The Monkees definitely had a sense of humor, however, most of their songs weren’t jokes. One of the Prefab Four’s songs had a memorable riff that started out as a joke but was worked into the final version of the song because people liked it. Here’s what the notable musician behind the riff had to say about the song and his legacy.
There’s a flamenco-inspired joke in one of The Monkees’ songs
The Wrecking Crew was a group of session musicians who performed on records by Frank Sinatra, Nancy Sinatra, Sonny & Cher, The Byrds, The Beach Boys, and The Monkees. One of the members of The Wrecking Crew was Louis Shelton. Shelton didn’t play on songs by all the aforementioned musicians but he worked on The Monkees’ songs. For example, he played the famous opening riffs from “Last Train to Clarksville” and “Valleri.”

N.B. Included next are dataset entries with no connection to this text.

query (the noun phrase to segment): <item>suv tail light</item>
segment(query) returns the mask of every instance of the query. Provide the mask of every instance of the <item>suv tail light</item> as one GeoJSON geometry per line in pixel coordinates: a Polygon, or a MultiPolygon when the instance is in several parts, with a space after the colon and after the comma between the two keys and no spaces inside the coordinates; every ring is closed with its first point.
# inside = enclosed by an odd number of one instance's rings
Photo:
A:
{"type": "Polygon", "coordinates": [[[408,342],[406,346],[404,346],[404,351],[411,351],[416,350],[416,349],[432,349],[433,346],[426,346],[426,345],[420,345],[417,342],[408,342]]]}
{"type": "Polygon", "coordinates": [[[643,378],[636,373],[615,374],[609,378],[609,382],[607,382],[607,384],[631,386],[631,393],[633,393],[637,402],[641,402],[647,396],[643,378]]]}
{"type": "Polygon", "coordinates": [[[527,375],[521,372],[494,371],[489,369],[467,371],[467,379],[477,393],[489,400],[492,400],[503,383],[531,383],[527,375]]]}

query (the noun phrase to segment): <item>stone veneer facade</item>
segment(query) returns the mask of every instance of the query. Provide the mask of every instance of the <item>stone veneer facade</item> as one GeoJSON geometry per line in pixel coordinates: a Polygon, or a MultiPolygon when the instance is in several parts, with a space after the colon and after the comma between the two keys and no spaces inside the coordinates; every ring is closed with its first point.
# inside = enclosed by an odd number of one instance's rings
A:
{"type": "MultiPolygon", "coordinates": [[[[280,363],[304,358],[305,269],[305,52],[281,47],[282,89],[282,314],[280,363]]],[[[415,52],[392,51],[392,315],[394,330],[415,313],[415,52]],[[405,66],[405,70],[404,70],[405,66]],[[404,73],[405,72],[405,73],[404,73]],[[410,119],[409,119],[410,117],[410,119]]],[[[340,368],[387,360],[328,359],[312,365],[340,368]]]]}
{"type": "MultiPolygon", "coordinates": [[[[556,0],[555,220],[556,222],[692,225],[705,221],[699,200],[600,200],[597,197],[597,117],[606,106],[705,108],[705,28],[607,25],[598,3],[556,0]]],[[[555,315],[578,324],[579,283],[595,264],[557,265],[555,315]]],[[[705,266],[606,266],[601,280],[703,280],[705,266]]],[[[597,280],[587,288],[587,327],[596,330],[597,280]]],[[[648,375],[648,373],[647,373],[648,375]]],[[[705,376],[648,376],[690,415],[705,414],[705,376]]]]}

During an interview with the YouTube channel for the documentary The Wrecking Crew, Shelton revealed he became more in-demand after composing the riff for “Last Train to Clarksville.” He now had all the session work he could want. Later, he came up with the memorable riff from “Valleri.” He said he had many records in his collection, including flamenco records by Carlos Montoya. During the creation of “Valleri,” he decided to play Montoya-style music on an electric guitar as a joke. He was feeling very confident that day, so he had no issue joking around.

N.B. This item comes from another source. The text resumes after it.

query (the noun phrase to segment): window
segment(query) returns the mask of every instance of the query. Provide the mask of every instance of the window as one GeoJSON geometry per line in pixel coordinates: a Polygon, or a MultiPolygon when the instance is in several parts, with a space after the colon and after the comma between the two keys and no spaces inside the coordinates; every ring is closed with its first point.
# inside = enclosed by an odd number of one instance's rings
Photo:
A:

Other people working on the song thought Shelton’s riff was great. He didn’t think they were serious. Ultimately, his riff was included in the final version of the song.
Louis Shelton’s other explanation for the riff in The Monkees’ ‘Valleri’
This wasn’t the only time Shelton explained his reasons for playing the guitar a certain way on “Valleri.” During an interview with Vintage Guitar’s YouTube channel, Shelton said he created the opening riff of “Valleri” because he had a lot of coffee that day.
Louis Shelton’s impact on other songs
Subsequently, Shelton had a notable career. He performed on albums by artists like Whitney Houston, Barbra Streisand, Sonny & Cher, Marvin Gaye, and Art Garfunkel. During an interview with Vintage Guitar, Shelton said he had an impact on other musicians. “I was a different kind of player than the older Wrecking Crew guys,” he recalls. “They were readers – they could nail anything you put in front of them. I only read chord charts.
“And my influences were different. I’d played all the Steve Cropper, Curtis Mayfield, Scotty Moore stuff – I came from that. So I’d come up with intros and fills. If I heard a lick, I wasn’t afraid to play it. Other producers started working that way more, and the demand for that kind of player grew.” Shelton had an impact on both The Monkees’ songs and other producers.